Sunday, January 6th, 2008

this year i’ve decided to put my post-holiday fasting plan into action. i know that most fasts are undertaken in late winter/early spring (maybe to coincide with nature’s stingy season?), but that’s when i start putting on lots of running miles and fasting and high miles probably can’t coexist.

i was already looking forward to this fast before the deeply troubling amount of food i put away in december. over the past six weeks, i’ve felt sort of gross, logy, and apathetic. really not myself. i’m hoping that this fast is a magic bullet for feeling better. i usually feel a mild euphoria from prolonged caloric restriction.

the plan is to blend and drink only raw fruits and vegetables for 5 days, probably in smaller quantities than i usually eat. if i only go 3 days, that’ll be ok but i’d prefer to go 5. i’ll be posting during the week to keep a log of how it’s going. wish me luck.

chipotle

Thursday, September 27th, 2007

i was playing with google search suggestions (on firefox2) and wound up at the chipotle fan site. i was and wasn’t surprised that there was a fansite for the mcdonald’s taqueria. also, i’m going to spare you my internet-is-a-timesuck rant.

anyway, i noticed the nutrition information calculator so i decided to give it a ride. one 13″ vegan burrito (rice, beans, lettuce, corn salsa) with guacamole and grilled veggies = 1075 calories. holy fuck. that’s the VEGAN version! sin queso! con queso = 1200 calories! con queso y pollo = 1400 calories! dios mio! this isn’t thanksgiving dinner, dude. it’s fucking lunch. that shit should be illegal.
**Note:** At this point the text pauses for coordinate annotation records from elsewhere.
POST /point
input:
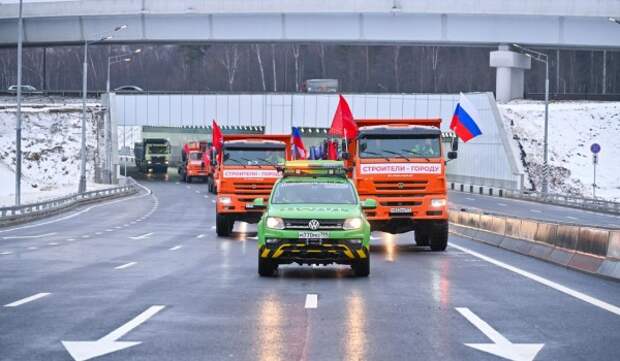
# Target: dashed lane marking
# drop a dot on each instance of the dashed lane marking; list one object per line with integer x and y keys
{"x": 126, "y": 265}
{"x": 27, "y": 299}
{"x": 29, "y": 237}
{"x": 556, "y": 286}
{"x": 312, "y": 301}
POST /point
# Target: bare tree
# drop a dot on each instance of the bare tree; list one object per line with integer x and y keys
{"x": 230, "y": 61}
{"x": 259, "y": 59}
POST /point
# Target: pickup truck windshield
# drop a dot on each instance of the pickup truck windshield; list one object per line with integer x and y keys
{"x": 383, "y": 146}
{"x": 244, "y": 156}
{"x": 314, "y": 193}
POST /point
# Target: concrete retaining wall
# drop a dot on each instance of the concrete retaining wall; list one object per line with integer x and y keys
{"x": 593, "y": 250}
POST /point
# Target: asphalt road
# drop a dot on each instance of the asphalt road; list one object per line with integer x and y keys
{"x": 147, "y": 276}
{"x": 532, "y": 210}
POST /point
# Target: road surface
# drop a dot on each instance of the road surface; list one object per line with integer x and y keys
{"x": 146, "y": 278}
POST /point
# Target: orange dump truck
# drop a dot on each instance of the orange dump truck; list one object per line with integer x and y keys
{"x": 196, "y": 162}
{"x": 246, "y": 169}
{"x": 401, "y": 165}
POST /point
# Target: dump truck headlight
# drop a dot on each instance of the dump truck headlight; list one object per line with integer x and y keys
{"x": 275, "y": 223}
{"x": 438, "y": 203}
{"x": 352, "y": 223}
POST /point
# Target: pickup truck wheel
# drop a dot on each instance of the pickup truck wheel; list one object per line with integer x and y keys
{"x": 223, "y": 226}
{"x": 421, "y": 238}
{"x": 439, "y": 236}
{"x": 266, "y": 267}
{"x": 361, "y": 268}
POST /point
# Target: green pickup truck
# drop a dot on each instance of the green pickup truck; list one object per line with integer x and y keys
{"x": 314, "y": 216}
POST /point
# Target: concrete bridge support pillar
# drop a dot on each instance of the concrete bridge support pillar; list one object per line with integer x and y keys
{"x": 509, "y": 82}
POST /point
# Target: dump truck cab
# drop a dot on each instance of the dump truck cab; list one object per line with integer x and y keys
{"x": 196, "y": 162}
{"x": 246, "y": 169}
{"x": 401, "y": 165}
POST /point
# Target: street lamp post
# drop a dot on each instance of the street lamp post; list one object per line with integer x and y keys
{"x": 18, "y": 125}
{"x": 82, "y": 184}
{"x": 543, "y": 58}
{"x": 114, "y": 59}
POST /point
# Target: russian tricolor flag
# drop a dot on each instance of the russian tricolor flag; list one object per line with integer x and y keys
{"x": 464, "y": 120}
{"x": 299, "y": 150}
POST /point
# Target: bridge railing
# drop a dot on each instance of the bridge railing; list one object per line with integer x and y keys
{"x": 593, "y": 204}
{"x": 28, "y": 212}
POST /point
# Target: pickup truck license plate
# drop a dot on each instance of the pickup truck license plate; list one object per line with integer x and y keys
{"x": 313, "y": 235}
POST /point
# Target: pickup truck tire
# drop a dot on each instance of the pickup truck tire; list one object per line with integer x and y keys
{"x": 439, "y": 236}
{"x": 223, "y": 225}
{"x": 421, "y": 238}
{"x": 266, "y": 267}
{"x": 361, "y": 268}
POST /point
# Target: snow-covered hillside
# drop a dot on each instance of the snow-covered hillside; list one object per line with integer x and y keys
{"x": 50, "y": 145}
{"x": 573, "y": 127}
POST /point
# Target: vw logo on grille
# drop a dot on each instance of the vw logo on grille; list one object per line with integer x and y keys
{"x": 314, "y": 224}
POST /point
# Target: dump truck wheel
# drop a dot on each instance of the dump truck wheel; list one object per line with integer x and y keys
{"x": 439, "y": 236}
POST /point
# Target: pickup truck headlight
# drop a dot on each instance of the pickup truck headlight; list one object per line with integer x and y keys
{"x": 438, "y": 203}
{"x": 352, "y": 223}
{"x": 274, "y": 223}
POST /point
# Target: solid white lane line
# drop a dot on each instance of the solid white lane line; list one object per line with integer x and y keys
{"x": 27, "y": 299}
{"x": 28, "y": 237}
{"x": 556, "y": 286}
{"x": 126, "y": 265}
{"x": 312, "y": 300}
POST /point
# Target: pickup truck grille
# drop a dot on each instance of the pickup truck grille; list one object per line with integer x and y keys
{"x": 325, "y": 224}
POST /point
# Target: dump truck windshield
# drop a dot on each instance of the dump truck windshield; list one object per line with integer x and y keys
{"x": 245, "y": 156}
{"x": 314, "y": 193}
{"x": 390, "y": 146}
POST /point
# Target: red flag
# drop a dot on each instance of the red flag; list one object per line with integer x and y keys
{"x": 218, "y": 137}
{"x": 343, "y": 124}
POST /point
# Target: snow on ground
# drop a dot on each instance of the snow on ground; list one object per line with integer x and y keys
{"x": 573, "y": 127}
{"x": 51, "y": 146}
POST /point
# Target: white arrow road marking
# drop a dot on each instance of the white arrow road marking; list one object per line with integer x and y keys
{"x": 86, "y": 350}
{"x": 556, "y": 286}
{"x": 27, "y": 299}
{"x": 501, "y": 346}
{"x": 126, "y": 265}
{"x": 27, "y": 237}
{"x": 142, "y": 236}
{"x": 312, "y": 300}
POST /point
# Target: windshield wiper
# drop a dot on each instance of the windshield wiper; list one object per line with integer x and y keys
{"x": 416, "y": 154}
{"x": 396, "y": 153}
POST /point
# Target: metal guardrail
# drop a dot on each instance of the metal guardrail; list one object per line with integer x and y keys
{"x": 27, "y": 212}
{"x": 592, "y": 204}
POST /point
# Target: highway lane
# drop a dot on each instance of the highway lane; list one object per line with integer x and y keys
{"x": 212, "y": 304}
{"x": 532, "y": 210}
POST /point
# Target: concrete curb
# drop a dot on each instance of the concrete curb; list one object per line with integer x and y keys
{"x": 584, "y": 248}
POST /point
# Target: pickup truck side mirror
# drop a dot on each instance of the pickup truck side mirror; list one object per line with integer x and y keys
{"x": 369, "y": 203}
{"x": 259, "y": 203}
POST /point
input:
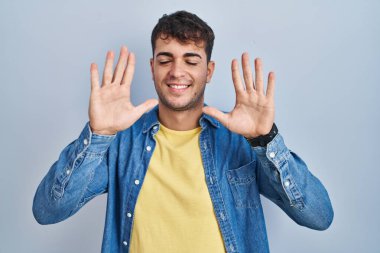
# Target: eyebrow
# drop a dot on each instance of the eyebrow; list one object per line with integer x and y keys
{"x": 185, "y": 55}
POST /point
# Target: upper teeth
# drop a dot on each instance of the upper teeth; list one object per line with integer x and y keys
{"x": 178, "y": 86}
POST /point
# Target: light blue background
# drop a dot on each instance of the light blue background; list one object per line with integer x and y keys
{"x": 326, "y": 56}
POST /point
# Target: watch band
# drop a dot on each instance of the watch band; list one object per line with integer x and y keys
{"x": 263, "y": 140}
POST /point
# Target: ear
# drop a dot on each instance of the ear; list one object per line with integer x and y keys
{"x": 210, "y": 70}
{"x": 152, "y": 67}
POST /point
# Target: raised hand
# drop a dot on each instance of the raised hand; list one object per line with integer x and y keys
{"x": 253, "y": 114}
{"x": 110, "y": 107}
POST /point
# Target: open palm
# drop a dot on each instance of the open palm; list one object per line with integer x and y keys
{"x": 110, "y": 107}
{"x": 253, "y": 114}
i have only had one chipotle burrito in my life (maybe four years ago) and it was mediocre at best. i mean, i ate the whole thing, because i am a bottomless pit american. i know that most people say that they save half their burrito for later, but i’m calling bullshit. it’s never as good later and they know it.

no chemicals, no problem

Saturday, May 19th, 2007

i wandered into rainbow natural remedies the other day with one simple request: i’m looking for a mild face soap that is so natural i could eat it if i had to. the woman behind the counter didn’t look at me like i was insane, which i took to be a good sign that she understood that if i’m not putting chemicals into my body, i didn’t want to put them on my body either.

the most natural one they had there had honey in it (not vegan) so i asked her if there was a way to make my own. her eyes lit up and she said that she’d run and get me a recipe (and then sell me the ingredients, of course). apparently she makes her own face stuff, too.
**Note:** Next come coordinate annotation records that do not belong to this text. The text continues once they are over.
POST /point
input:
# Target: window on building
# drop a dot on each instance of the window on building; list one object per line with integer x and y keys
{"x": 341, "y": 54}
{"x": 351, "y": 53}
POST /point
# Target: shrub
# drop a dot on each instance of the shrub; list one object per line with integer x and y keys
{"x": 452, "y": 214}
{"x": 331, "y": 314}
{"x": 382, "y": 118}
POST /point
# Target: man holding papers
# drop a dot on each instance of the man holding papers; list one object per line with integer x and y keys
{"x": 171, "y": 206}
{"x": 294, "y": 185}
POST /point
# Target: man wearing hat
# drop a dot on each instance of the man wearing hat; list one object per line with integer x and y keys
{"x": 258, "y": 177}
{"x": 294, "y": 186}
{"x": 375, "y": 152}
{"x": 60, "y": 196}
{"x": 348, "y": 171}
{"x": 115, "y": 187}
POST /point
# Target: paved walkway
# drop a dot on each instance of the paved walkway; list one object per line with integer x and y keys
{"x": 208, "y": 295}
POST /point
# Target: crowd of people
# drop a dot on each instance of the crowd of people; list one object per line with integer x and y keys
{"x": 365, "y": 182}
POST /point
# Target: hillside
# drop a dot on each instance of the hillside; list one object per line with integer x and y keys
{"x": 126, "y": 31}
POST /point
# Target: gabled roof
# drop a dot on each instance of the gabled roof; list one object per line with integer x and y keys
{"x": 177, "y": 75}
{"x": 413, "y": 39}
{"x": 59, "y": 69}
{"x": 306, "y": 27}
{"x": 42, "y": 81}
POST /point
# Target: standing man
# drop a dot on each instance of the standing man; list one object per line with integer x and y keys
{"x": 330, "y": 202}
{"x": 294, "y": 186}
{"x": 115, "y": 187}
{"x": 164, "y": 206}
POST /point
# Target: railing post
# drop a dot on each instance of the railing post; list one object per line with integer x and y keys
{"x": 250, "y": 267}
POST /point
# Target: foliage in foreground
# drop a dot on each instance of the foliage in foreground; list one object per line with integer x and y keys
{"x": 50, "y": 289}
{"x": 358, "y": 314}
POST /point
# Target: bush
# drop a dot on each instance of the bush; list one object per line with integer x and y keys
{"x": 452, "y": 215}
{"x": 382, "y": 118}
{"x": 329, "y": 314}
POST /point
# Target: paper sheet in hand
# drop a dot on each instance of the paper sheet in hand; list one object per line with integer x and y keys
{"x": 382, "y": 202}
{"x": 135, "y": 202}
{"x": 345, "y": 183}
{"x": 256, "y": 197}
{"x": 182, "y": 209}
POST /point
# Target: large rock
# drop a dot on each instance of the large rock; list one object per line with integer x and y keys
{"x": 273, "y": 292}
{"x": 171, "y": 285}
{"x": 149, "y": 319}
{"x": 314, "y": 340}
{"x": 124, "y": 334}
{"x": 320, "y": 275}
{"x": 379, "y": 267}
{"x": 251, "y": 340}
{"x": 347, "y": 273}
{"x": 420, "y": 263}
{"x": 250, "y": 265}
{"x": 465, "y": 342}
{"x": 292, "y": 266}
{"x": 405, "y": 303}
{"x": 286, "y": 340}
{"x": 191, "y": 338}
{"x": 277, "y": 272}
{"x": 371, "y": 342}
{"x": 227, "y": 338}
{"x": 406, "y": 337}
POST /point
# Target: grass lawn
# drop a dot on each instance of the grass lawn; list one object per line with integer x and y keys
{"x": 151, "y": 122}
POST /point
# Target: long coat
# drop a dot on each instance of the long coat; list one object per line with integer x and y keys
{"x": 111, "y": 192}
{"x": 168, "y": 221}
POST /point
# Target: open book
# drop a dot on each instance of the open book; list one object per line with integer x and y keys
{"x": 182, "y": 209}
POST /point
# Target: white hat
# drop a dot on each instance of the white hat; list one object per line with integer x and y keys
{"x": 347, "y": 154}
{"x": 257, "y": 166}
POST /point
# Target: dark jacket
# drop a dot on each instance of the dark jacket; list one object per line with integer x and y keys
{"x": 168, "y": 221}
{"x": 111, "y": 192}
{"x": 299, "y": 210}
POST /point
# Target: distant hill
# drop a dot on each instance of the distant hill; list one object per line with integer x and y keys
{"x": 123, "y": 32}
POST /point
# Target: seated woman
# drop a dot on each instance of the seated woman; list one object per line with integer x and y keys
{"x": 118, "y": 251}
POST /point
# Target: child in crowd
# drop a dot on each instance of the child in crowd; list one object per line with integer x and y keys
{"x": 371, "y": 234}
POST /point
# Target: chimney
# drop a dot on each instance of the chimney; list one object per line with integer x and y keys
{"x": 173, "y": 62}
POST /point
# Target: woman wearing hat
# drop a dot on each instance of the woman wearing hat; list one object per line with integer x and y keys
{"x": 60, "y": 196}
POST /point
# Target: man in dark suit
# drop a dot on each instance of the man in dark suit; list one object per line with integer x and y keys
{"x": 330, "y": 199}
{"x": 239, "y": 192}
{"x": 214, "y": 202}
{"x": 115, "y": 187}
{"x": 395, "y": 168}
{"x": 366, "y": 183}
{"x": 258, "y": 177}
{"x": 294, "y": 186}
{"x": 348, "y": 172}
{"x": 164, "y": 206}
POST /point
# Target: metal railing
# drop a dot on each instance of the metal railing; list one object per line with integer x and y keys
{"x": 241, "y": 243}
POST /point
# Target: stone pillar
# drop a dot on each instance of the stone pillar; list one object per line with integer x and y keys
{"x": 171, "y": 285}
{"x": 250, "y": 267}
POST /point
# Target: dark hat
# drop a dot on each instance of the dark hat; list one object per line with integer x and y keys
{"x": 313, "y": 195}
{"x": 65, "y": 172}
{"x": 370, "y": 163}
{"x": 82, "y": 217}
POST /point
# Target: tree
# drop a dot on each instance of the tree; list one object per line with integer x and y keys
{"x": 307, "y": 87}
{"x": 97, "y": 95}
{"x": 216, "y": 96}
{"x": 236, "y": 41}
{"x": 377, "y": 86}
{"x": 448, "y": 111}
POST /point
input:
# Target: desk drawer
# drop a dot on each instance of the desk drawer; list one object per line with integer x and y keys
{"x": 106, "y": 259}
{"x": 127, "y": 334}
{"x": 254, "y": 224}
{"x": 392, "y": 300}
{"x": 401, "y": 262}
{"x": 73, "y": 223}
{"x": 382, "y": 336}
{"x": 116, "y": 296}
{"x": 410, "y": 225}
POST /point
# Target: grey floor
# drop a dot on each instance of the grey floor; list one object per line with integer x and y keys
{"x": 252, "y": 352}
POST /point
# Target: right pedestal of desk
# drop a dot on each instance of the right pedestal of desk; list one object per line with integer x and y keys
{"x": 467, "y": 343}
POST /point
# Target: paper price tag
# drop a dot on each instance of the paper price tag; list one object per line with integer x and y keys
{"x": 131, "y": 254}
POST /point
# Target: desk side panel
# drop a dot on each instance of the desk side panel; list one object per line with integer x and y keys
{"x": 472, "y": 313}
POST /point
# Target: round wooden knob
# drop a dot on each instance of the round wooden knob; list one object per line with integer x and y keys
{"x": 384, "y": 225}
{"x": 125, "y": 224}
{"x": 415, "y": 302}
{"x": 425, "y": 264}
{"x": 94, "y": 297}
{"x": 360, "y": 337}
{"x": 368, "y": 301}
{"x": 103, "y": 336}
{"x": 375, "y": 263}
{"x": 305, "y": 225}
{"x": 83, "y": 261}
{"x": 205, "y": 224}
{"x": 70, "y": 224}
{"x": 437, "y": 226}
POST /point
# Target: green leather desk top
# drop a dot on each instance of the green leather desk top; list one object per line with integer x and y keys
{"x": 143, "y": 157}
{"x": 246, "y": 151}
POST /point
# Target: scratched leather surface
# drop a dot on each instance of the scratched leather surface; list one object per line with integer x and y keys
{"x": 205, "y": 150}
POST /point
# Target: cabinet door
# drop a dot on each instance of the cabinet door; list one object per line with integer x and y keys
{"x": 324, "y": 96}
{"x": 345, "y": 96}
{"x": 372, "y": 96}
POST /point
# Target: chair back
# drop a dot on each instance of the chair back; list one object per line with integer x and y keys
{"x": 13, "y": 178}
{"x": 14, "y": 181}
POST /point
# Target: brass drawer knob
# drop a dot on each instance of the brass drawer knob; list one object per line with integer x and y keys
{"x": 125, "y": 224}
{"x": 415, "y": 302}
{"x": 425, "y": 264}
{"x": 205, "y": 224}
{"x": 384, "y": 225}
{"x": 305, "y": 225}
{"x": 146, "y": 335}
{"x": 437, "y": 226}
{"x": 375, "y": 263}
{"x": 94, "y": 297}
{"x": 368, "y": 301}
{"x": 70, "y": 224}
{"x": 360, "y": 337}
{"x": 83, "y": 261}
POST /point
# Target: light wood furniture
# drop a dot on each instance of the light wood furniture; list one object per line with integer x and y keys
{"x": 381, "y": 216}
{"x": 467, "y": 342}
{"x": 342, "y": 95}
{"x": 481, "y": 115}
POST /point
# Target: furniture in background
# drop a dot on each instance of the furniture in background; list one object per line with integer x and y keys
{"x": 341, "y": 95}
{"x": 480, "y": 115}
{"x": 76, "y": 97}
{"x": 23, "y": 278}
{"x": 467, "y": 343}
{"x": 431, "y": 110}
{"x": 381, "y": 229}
i’ve only used it for one night but so far so good (mia decided not to try it until she saw that my skin didn’t erupt in a massive breakout).

the recipe:
2 cups white clay
1 cup steel-cut oats
1/4 cup chopped almonds
1/8 cup chopped rose petals
1/8 cup chopped lavender

combine them all together and store in a mason jar. take out a little at a time and combine with a little olive oil and enough water to make a paste. then scrub away.
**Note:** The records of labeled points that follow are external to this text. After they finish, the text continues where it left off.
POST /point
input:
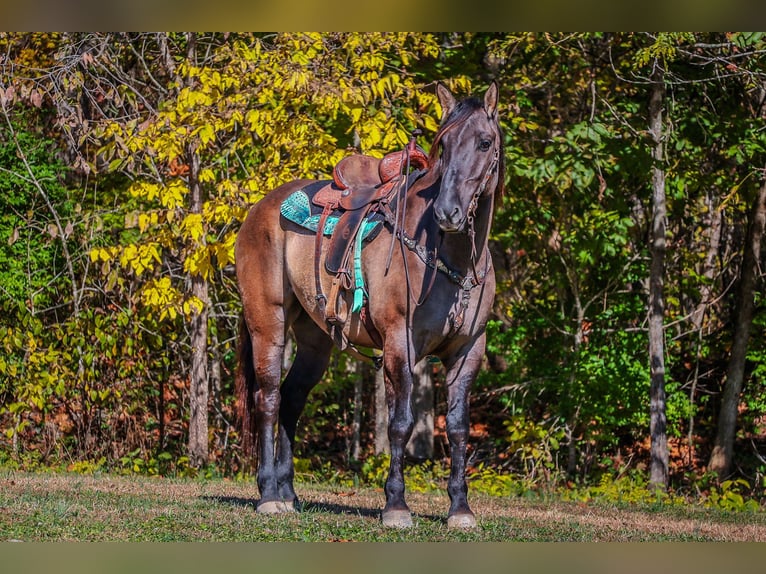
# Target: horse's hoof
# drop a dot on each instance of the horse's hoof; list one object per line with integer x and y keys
{"x": 464, "y": 520}
{"x": 275, "y": 507}
{"x": 397, "y": 519}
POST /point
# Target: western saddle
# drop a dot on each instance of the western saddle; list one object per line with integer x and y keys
{"x": 362, "y": 186}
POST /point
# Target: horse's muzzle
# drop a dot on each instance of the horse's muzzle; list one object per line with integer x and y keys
{"x": 451, "y": 222}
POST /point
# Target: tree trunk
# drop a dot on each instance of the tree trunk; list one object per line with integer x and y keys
{"x": 198, "y": 377}
{"x": 723, "y": 449}
{"x": 658, "y": 470}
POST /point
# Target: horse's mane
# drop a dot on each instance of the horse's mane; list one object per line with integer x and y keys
{"x": 457, "y": 115}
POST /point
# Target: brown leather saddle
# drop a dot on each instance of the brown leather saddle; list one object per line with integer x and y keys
{"x": 362, "y": 186}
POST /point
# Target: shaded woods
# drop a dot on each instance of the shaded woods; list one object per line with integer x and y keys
{"x": 628, "y": 330}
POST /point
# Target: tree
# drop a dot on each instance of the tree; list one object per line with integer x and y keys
{"x": 658, "y": 470}
{"x": 723, "y": 451}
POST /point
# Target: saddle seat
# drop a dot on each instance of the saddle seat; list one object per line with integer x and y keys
{"x": 359, "y": 180}
{"x": 361, "y": 187}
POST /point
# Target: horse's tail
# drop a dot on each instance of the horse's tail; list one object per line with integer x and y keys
{"x": 245, "y": 387}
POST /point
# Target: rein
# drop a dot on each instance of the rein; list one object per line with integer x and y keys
{"x": 430, "y": 257}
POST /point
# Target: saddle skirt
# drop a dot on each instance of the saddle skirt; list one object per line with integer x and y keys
{"x": 300, "y": 209}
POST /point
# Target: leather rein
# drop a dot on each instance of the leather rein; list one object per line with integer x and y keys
{"x": 430, "y": 257}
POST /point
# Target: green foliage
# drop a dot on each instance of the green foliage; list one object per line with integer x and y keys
{"x": 730, "y": 496}
{"x": 92, "y": 359}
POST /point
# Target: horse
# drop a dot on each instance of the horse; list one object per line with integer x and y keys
{"x": 430, "y": 286}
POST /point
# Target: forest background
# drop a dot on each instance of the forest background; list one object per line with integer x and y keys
{"x": 628, "y": 332}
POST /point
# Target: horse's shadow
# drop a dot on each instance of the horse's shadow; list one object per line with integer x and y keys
{"x": 310, "y": 506}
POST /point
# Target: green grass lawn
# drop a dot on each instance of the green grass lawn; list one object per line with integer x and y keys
{"x": 69, "y": 507}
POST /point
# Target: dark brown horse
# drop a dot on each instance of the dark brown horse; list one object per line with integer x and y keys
{"x": 431, "y": 297}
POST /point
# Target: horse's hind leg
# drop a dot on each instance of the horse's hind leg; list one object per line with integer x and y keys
{"x": 312, "y": 356}
{"x": 267, "y": 349}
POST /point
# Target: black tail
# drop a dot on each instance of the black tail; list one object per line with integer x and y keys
{"x": 245, "y": 387}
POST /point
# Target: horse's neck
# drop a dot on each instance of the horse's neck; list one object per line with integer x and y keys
{"x": 461, "y": 246}
{"x": 456, "y": 248}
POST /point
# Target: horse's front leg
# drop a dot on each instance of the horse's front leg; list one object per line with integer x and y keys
{"x": 461, "y": 373}
{"x": 398, "y": 378}
{"x": 267, "y": 360}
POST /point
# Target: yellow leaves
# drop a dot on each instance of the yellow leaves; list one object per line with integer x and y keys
{"x": 198, "y": 262}
{"x": 430, "y": 124}
{"x": 172, "y": 195}
{"x": 191, "y": 227}
{"x": 140, "y": 257}
{"x": 206, "y": 134}
{"x": 160, "y": 295}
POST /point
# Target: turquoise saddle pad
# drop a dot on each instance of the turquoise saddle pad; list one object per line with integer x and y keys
{"x": 299, "y": 209}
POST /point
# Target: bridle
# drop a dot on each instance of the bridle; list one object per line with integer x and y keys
{"x": 430, "y": 257}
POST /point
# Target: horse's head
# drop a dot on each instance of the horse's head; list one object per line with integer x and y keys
{"x": 470, "y": 164}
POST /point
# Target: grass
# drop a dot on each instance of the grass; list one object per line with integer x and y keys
{"x": 68, "y": 507}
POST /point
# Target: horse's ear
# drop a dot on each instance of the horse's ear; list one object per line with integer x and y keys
{"x": 490, "y": 100}
{"x": 446, "y": 99}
i’m hoping that the olive oil and chopped almonds (which also have a fair bit of oil in them) will keep my skin from drying out so that i won’t have to use a moisturizer.

next up: edible toothpaste and shampoo.

hungover

Sunday, May 13th, 2007

about once or twice per week, i’ll eat some cooked food. this usually happens when i go out to dinner with friends. last night it was sushi, so i got some veggie rolls and a seaweed salad. without fail, the morning after i eat a cooked meal, i feel incredibly hungover and today is no exception: lethargic, somewhat off-balance, and pretty intense pressure behind my eyes. feels awful. and it means having to wait a bit until it passes so that i can go for a run. maybe i should drink some water. it’s the only cooked-food hangover remedy i can think of. it’s weird, right? sux.

i think that in the old days when i was drinking alcohol with a big meal, i’d blame the crappy next-morning feelings on the drinking. maybe it was the food after all. does anyone else get this?

occupational hazard

Thursday, May 10th, 2007

look what i almost drank as part of tonight’s post-run pond-scum smoothie:

close one, huh?

in case you’re wondering:
1 head of spinach
1 huge tommy atkins mango
1 red pear
~400cal

oh, and 1 small bug: negligible calories.